Parce qu’à force de vivre

Article écrit le 08/02/2019

Parce qu’à force de vivre à 1000 à l’heure, usée, je me suis comme qui dirait pris les pieds dans le tapis et me suis violemment viandée, à bout de souffle !

Non, je ne me suis rien cassé, mais ça a fait terriblement mal. J’ai retrouvé des prémisses de raison après un wake up call ces derniers jours, Dieu que ça fait du bien quand elle s’arrête cette vilaine spirale, pardon, quand tu arrêtes cette vilaine spirale. Commencer à me retrouver, après avoir eu la sensation d’habiter en sous-loc’ dans le corps et dans la tête d’une parfaite inconnue à l’opposé de mon ADN et de mes valeurs.

Pendant d’interminables semaines, j’ai retourné le sujet dans tous les sens, cherchant une âme charitable qui pourrait vivre à ma place, se lever à ma place, faire les choses les plus élémentaires à ma place, avoir la force à ma place, avoir de l’énergie à ma place, des envies à ma place. Envie de démissionner, purement et simplement rendre le maillot, mais pas de candidat pour me remplacer. Loose totale !

Quelques longues semaines plus tard, je dois me rendre à l’évidence : OK donc on est sur un « de gré ou de force ma fille, tu vivras, et personne ne fera tout ça à ta place ». WOKAYYY les gars, message reçu 5/5. Wake up call!

Bon ok. Bon ben je crois que je n’ai pas le choix. Bon, eh bien pour commencer, avant tout « wake up » qui paraît juste infaisable à date pour être claire, je vais commencer par un truc sympa et surtout utile, arrêter de couler, stop, mettons fin aux dégats avant de commencer à se lever, à réparer.

C’est rageant non cette terrible réalité ? « Personne ne le fera pour toi ! » Vous avez déjà essayé de déléguer votre vie vous ?

Vous vous demandez sûrement comment tout cela est arrivé ? Je pense que je commence à prendre un peu de hauteur, et à timidement commencer à m’expliquer ce qu’il s’est passé. Laissez-moi vous dire que ça a été très vite et qu’il faisait tout noir là d’où je reviens. Je commence à mettre des mots. Je commence à me remettre des maux.

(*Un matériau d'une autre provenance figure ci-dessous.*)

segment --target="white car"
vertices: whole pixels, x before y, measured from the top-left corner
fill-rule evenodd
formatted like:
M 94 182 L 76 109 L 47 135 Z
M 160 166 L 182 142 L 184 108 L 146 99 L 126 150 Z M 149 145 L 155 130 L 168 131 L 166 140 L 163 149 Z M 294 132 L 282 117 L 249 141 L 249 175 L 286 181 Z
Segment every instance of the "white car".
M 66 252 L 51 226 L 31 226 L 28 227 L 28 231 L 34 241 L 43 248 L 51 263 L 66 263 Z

Pour ceux qui ne me connaissent pas, je fais évidemment partie de la team toujours plus, overbookée à perte de vue sur l’agenda, hyperactive, dont les batteries se rechargent en un rien de temps, avec mille envies, milles projets, mille plans sur la comète. Je pense avoir passé un cap au mois d’Octobre après avoir pris une décision de vie et avoir dépassé les bornes des limites en bossant comme une demeurée sur tous les fronts. Note numéro 1 : penser à s’écouter.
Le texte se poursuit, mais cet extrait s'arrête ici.